As thousands of South African university students protested against tuition fee hikes this week, one banner stood out for its raw summary of post-apartheid disappointment: “Our parents were sold dreams in 1994. We are just here for the refund!”
Former South African president Nelson Mandela’s erstwhile liberation party, the African National Congress (ANC), has comfortably won elections since toppling oppressive white rule 21 years ago, but is now losing favor with black voters who say it has done little to improve their lives.
In scenes that, for some, recalled the 1976 massacre of students protesting the use of Afrikaans in some schools, police this week threw stun grenades at students who stormed the parliament precinct as South African Minister of Finance Nhlanhla Nene read a budget speech.
They have boycotted classes for a week, angry over university administrators’ plans to raise fees by as much as 11.5 percent and demanding that the government deliver on its post-apartheid promise to provide education for all.
Today’s crop of post-apartheid students, dubbed “Born Frees,” have no experience of white-minority rule, but have borne the brunt of the legacy of the abject poverty that afflicts millions of blacks two decades later.
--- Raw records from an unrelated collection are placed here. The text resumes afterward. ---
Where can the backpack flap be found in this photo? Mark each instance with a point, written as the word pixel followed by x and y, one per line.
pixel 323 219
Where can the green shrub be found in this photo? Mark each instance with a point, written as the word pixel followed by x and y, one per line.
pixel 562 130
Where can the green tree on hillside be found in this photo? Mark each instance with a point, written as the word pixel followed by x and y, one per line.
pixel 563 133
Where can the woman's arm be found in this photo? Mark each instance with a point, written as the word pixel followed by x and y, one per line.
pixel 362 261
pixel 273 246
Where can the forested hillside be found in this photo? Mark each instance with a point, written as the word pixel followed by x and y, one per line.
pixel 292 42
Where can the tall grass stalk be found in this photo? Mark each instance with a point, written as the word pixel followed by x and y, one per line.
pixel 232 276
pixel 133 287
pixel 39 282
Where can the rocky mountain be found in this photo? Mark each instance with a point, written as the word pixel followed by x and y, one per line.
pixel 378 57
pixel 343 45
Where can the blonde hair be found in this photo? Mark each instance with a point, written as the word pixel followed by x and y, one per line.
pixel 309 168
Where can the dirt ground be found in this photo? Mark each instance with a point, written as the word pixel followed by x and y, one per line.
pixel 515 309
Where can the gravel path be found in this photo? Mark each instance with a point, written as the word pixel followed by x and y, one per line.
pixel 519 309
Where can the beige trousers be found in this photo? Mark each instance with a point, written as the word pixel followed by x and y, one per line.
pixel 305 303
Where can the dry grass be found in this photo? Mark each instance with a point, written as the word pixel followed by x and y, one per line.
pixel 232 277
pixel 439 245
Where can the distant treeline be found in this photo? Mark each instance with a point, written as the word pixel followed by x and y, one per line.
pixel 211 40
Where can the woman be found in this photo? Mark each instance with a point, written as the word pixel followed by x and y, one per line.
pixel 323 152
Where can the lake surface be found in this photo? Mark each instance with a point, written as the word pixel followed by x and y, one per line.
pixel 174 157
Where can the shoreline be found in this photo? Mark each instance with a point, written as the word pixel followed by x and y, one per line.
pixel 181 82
South African President Jacob Zuma’s government, anxious to avoid downgrades by credit rating agencies as it nurses a budget deficit of nearly 4 percent of GDP, says it cannot afford to provide blanket free education.
However, it has found little sympathy as it grapples with accusations of corruption and misuse of public funds, including a US$19 million state-funded security upgrade to Zuma’s home.
“This protest may appear to be about tuition fees, but what lies beneath is poverty, unemployment, tardy and uncaring service delivery, broken promises and the denial of opportunity,” NKC African Economics analyst Gary van Staden said.
“Free education, free housing, justice for all and a place in the sun in a new democratic South Africa was always going to be a hard ask, but slowly, over the years, what was lost was the ideal and what was betrayed was the promise,” Van Staden said.
Opposition parties have been quick to make political mileage, with an eye on municipal elections due next year.
Legislators from the radical leftist Economic Freedom Fighters (EFF) were ejected from parliament in full view of TV cameras after trying to block Nene from making his speech until the university fees fallout was resolved.
The EFF last year won 25 of 400 parliamentary seats in a national vote, and has portrayed itself as the party representing the interests of millions of poor South Africans.